When I am writing this, the street beneath my house is completely empty. This is a rare occurrence, not something I thought I would ever have to see. When I look out of my window now, I still expect to see fruit and vegetable vendors hawking their produce in rickety wooden carts, dragging themselves onward on one side of the road, while swanky BMW’s languish on the other side, recovering from the party they were driven to the night before. I expect to see bikes screeching down the asphalt road at wind-like speeds, harnessed all too often by college students, cigarettes dangling from their lips, while a lone, helpless policeman chases them down to no avail, perhaps because they hadn’t cared to wear helmets. I expect to see milkmen cycling to their jobs, weaving through the sauntering herds of cows in a deliciously ironic way.
I still expect to be woken up with a start in the middle of the night by a wedding party dancing its way down this street to the nearest banquet hall, blasting music at a decibel level thoroughly unsuited to the hour of the night. I expect to see people flocking to shanty stores and paan vendors and I expect to see children kicking a ball down the middle of the street on the days when traffic is sparse. I still expect to be greeted with a shrill gust of noise and bustle when I know all too well that I am grasping at straws, at a reality that no longer exists. In the past few months, as the world has veritably changed under the spell of a global health crisis, every time I have opened my window and peered down at the street beneath my house, I have been greeted by nothing but a strong gust of silence: a very different kind of noise altogether.
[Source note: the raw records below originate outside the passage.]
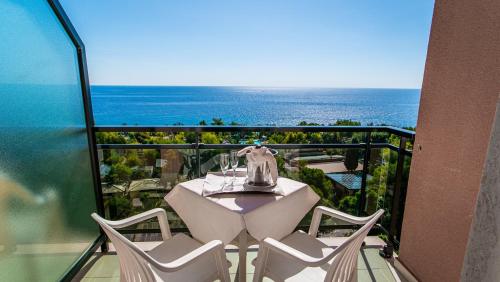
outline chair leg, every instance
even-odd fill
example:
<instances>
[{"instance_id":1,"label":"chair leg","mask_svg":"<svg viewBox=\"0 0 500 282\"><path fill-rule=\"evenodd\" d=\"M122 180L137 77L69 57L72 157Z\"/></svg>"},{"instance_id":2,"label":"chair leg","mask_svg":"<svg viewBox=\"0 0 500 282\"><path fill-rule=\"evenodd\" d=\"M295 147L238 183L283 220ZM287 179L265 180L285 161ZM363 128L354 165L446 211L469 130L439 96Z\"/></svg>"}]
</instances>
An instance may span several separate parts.
<instances>
[{"instance_id":1,"label":"chair leg","mask_svg":"<svg viewBox=\"0 0 500 282\"><path fill-rule=\"evenodd\" d=\"M224 246L220 246L220 249L214 254L215 262L217 263L217 268L219 272L219 278L221 282L231 282L231 277L229 276L229 266L226 259L226 251Z\"/></svg>"},{"instance_id":2,"label":"chair leg","mask_svg":"<svg viewBox=\"0 0 500 282\"><path fill-rule=\"evenodd\" d=\"M264 279L264 273L266 269L267 255L269 254L269 249L260 244L259 252L257 253L257 261L255 262L255 272L253 275L253 282L261 282Z\"/></svg>"}]
</instances>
In recent days, this silence has been deafening. Just as I find myself adjusting to what everybody has been calling the ‘new normal’ and we all lock up and keep our distance, I make the mistake of looking out of my window and into the silence of this street. This empty street now spreads itself like poisonous undergrowth below my house; a constant reminder of how much has truly changed.
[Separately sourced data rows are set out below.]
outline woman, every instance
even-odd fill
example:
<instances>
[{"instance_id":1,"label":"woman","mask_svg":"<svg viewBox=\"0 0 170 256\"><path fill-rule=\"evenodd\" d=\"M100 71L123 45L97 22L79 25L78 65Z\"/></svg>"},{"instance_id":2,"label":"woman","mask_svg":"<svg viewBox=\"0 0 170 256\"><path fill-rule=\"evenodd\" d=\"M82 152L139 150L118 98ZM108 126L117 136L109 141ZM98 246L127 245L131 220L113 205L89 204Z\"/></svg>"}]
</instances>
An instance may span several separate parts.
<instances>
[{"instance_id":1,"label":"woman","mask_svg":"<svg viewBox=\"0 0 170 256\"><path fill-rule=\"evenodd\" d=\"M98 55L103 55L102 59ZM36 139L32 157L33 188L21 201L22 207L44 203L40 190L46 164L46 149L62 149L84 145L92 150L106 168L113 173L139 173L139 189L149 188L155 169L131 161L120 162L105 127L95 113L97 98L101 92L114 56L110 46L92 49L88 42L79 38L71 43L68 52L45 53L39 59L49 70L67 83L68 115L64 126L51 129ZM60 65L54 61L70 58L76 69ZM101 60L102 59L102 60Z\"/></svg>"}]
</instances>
The fruit and vegetable vendors have deserted the street-sides; their wooden carts left in shambles and stray spinach leaves littering the ground below. The BMW’s have been driven off the roadside and the bikes no longer make an appearance; their engines have long been lulled into a peaceful slumber. I catch myself, at odd and embarrassing moments, straining my ears to catch even a flyaway note of the hideously remixed Bollywood songs our beloved wedding party was such a fan of. Maybe it’s a delusion, but it seems more difficult to fall asleep without them. The college-going students now smoke in their balconies standing six feet apart from each other, and the occasional policeman who wanders on to this street now wonders where they all are; each has no purpose without the other, it would seem. With the milkmen at home, the herds of cows are free to roam the street with a kind of joyous abandon we all used to have before.